Unite urges Rudd to pardon all those convicted of homosexual offences
The union wants today’s 50th anniversary of the 1967 Sexual Offences Act on 27 July, which decriminalised homosexual acts between men aged over 21, to be a launch pad to extend the Alan Turing ‘pardon’ to all categories of offences. An estimated 15,000 people could benefit.
Earlier this year, the Policing and Crime Act extended pardons to those convicted of homosexual offences which were no longer on the statute book. The pardon was modelled on the one granted in 2013 to mathematician Alan Turing, who broke the wartime Enigma codes, but committed suicide in 1954 after a conviction for gross indecency.
Unite national officer for equalities Siobhan Endean said: “Unite’s LGBT committee is very supportive of the call from our grassroot activists that Amber Rudd sets aside all historical convictions of homosexual men for importuning and soliciting for an immoral purpose.
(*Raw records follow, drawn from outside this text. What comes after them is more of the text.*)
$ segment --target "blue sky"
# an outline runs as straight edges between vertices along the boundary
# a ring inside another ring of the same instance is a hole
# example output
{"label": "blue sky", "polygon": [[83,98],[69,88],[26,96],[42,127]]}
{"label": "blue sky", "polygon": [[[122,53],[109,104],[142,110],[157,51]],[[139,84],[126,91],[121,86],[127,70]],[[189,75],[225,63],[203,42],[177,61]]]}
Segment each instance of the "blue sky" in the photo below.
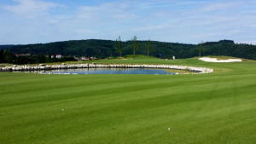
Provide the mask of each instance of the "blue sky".
{"label": "blue sky", "polygon": [[0,44],[76,39],[256,44],[254,0],[1,0]]}

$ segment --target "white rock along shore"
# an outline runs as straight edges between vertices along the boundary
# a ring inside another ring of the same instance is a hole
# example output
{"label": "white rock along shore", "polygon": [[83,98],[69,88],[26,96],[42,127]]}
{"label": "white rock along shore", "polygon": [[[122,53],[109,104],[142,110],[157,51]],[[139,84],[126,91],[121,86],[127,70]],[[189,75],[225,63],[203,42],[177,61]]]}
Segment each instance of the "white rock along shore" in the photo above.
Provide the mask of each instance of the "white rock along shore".
{"label": "white rock along shore", "polygon": [[238,62],[241,61],[241,59],[228,59],[228,60],[217,60],[217,58],[202,57],[198,60],[201,60],[207,62]]}
{"label": "white rock along shore", "polygon": [[189,66],[176,65],[130,65],[130,64],[65,64],[61,65],[44,65],[38,66],[14,65],[12,66],[0,66],[0,72],[19,72],[19,71],[40,71],[55,69],[75,69],[75,68],[161,68],[177,69],[199,72],[198,73],[212,72],[213,69],[206,67],[195,67]]}

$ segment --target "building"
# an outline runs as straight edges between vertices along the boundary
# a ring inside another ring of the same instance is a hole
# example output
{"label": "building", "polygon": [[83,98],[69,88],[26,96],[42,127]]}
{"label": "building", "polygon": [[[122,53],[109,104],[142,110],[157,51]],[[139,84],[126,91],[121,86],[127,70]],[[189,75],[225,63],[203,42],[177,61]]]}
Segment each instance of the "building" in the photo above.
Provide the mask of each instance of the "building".
{"label": "building", "polygon": [[61,59],[61,55],[56,55],[56,59]]}

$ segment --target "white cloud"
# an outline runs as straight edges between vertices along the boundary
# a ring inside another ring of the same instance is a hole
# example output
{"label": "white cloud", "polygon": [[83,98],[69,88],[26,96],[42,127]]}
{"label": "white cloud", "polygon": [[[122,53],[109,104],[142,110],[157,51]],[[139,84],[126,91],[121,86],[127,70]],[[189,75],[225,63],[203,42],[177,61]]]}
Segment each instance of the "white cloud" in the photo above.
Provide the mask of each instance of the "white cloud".
{"label": "white cloud", "polygon": [[44,15],[47,10],[52,8],[63,7],[63,5],[38,1],[38,0],[13,0],[17,3],[15,5],[6,5],[2,7],[3,9],[28,18],[35,18]]}
{"label": "white cloud", "polygon": [[201,11],[203,12],[212,12],[219,10],[228,10],[230,9],[239,7],[242,5],[243,2],[220,2],[220,3],[212,3],[207,5],[203,5]]}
“These laws were used extensively for the prosecution and conviction of gay men for decades both before and after the partial decriminalisation of homosexual acts in 1967 – we estimate that 15,000 people would benefit from such a move.
“It is hard to imagine in 2017 the twilight world of fear and exposure that gay people had to endure in 1950s Britain. We need to acknowledge, as a country, that lives were broken and careers were ruined as a result.”
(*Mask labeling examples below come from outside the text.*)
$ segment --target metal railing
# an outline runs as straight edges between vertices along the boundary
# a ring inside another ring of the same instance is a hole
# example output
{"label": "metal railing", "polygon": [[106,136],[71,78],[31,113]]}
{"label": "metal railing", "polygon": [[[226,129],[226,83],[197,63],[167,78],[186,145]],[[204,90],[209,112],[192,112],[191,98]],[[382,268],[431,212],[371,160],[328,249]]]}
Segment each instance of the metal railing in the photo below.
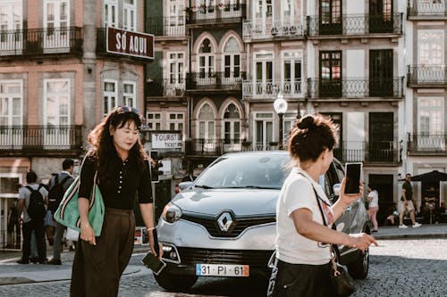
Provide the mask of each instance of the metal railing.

Long-time gay rights campaigner and Unite branch chair in Islington Terry Stewart, who has one conviction that he would like expunged, recently appeared in Channel 4’s documentary Convicted for Love.
Terry Stewart said: “What this means is that those prosecuted under this anti-gay law continue to this day to have a criminal record; they continue to be haunted by an historic injustice, which, in many cases, damaged their careers, blighted their social lives, and undermined their personal relationships.
“Amber Rudd has it within her power to bring this injustice to an end, by setting aside all these historic convictions and we call on her to do so as soon as the parliamentary timetable allows.”
The recent legislation has some omissions – it does not, for example, explicitly allow for the pardoning of men convicted for soliciting and procuring homosexual relations under the 1956 and 1967 Sexual Offences Acts and for those serving in the armed services.